Ansley v Prospectus Nominees Unlimited [2004] NZCA 14; [2004] 2 NZLR 590; (2004) 5 NZ ConvC 193,914; (2004) 5 NZCPR 330; (2004) 10 TCLR 952 (3 March 2004) is a cited case in New Zealand regarding whether a party to a conditional contract can treat that contract as ended if they are responsible for the failure of the stipulated condition.

==Background==
PNU was subdividing a property in Wānaka.

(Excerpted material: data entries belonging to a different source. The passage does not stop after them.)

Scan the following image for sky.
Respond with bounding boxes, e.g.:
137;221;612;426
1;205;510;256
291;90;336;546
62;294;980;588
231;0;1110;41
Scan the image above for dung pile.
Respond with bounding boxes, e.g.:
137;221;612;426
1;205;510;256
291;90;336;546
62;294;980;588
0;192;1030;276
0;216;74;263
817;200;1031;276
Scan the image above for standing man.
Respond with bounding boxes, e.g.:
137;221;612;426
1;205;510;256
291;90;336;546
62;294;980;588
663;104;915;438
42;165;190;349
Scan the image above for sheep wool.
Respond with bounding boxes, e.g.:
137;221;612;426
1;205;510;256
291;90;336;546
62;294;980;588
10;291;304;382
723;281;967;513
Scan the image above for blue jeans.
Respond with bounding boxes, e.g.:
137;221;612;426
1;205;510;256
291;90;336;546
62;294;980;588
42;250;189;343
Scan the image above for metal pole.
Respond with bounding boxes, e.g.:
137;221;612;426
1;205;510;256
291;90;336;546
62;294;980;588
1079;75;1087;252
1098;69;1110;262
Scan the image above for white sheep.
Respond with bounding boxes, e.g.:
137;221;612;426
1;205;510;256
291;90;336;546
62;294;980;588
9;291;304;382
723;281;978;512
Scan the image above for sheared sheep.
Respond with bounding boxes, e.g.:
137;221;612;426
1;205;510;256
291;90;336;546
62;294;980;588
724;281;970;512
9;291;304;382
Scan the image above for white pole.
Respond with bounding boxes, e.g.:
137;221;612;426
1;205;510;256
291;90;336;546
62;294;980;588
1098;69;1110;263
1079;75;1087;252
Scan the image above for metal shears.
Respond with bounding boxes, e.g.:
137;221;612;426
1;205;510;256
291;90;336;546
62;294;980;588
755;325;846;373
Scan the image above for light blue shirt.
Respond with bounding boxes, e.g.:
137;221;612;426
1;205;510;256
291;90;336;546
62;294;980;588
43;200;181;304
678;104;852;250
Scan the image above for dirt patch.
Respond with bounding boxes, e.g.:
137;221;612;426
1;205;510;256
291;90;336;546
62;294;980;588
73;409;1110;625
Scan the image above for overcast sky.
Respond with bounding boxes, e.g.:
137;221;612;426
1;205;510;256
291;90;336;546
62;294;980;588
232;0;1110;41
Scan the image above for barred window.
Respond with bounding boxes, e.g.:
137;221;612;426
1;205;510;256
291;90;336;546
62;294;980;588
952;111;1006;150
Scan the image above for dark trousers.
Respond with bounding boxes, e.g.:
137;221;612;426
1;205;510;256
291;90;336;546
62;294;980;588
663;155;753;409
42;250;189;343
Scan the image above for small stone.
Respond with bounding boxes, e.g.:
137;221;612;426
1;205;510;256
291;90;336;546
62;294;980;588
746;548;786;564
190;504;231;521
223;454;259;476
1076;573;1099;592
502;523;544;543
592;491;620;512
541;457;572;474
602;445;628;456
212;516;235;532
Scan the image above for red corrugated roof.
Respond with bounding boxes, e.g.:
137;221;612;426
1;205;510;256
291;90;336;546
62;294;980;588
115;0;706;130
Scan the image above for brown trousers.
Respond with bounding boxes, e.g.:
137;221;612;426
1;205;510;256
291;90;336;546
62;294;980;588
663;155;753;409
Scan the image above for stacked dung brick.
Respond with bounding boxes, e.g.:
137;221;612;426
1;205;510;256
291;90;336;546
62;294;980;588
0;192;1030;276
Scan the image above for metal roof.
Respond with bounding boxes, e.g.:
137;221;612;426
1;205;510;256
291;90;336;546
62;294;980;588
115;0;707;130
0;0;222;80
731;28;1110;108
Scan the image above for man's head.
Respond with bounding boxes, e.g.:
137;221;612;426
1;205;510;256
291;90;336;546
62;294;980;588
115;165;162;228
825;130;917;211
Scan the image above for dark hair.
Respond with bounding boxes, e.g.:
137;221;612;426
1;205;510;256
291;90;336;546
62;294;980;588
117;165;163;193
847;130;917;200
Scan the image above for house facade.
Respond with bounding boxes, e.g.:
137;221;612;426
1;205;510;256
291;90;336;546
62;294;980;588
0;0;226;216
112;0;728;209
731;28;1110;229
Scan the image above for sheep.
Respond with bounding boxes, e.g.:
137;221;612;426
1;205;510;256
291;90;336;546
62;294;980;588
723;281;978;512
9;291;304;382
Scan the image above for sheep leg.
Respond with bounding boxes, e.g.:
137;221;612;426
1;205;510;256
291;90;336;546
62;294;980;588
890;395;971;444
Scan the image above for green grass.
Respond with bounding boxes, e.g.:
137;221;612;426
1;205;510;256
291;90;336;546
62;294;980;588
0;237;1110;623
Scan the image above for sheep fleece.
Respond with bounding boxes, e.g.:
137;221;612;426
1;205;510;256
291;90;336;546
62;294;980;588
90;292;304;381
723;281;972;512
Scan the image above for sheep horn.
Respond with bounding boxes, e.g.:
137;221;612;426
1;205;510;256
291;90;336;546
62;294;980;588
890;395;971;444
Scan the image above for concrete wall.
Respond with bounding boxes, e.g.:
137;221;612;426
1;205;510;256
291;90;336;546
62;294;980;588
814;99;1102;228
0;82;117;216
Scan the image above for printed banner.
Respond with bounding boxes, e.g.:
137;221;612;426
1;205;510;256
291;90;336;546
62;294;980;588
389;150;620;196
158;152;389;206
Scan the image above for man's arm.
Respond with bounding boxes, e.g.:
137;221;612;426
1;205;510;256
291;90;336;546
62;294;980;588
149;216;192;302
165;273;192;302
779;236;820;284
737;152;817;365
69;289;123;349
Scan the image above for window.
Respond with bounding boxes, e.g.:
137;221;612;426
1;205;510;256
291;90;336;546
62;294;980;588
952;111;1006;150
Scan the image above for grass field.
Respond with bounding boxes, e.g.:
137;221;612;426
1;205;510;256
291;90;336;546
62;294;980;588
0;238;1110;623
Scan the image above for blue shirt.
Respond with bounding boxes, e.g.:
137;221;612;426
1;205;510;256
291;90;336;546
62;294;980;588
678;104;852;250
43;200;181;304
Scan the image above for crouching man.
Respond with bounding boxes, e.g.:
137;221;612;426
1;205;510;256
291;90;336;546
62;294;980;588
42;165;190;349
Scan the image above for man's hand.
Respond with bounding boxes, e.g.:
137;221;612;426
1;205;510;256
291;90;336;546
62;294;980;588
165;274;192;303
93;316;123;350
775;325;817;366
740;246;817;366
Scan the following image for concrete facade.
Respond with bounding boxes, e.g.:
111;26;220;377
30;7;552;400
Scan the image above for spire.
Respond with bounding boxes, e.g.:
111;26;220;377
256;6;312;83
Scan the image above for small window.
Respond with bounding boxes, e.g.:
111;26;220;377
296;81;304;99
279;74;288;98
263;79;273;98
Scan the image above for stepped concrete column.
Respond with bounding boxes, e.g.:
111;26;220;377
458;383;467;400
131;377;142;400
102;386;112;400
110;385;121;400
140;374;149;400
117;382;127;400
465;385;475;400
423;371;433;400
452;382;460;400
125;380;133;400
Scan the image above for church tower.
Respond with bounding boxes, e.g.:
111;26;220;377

In October 2001, whilst the subdivision consent was tied up in the Environment Court, they entered into a conditional sale with the Ansleys for $1.05 million, on the proviso that PNU obtained the necessary consents by 28 February 2002.

Due to PNU not following up the consent in a timely manner, the consents did not eventuate until after this date, and as a result PNU claimed the Ansleys contract was at an end, leaving PNU to sell the property to a 3rd party for a higher price.

The Ansleys unsuccessfully sought specific performance for the transaction, and sued PNU for account of the profit they made on the resale of the property.

PNU argued that the contract was at an end. The Ansleys argued that the contract only ended due to PNU not pursuing the consent in a proper manner.

==Held==
The court held that PNU had not pursued the consent in a proper manner, and awarded the Ansleys PNU's profit on the resale.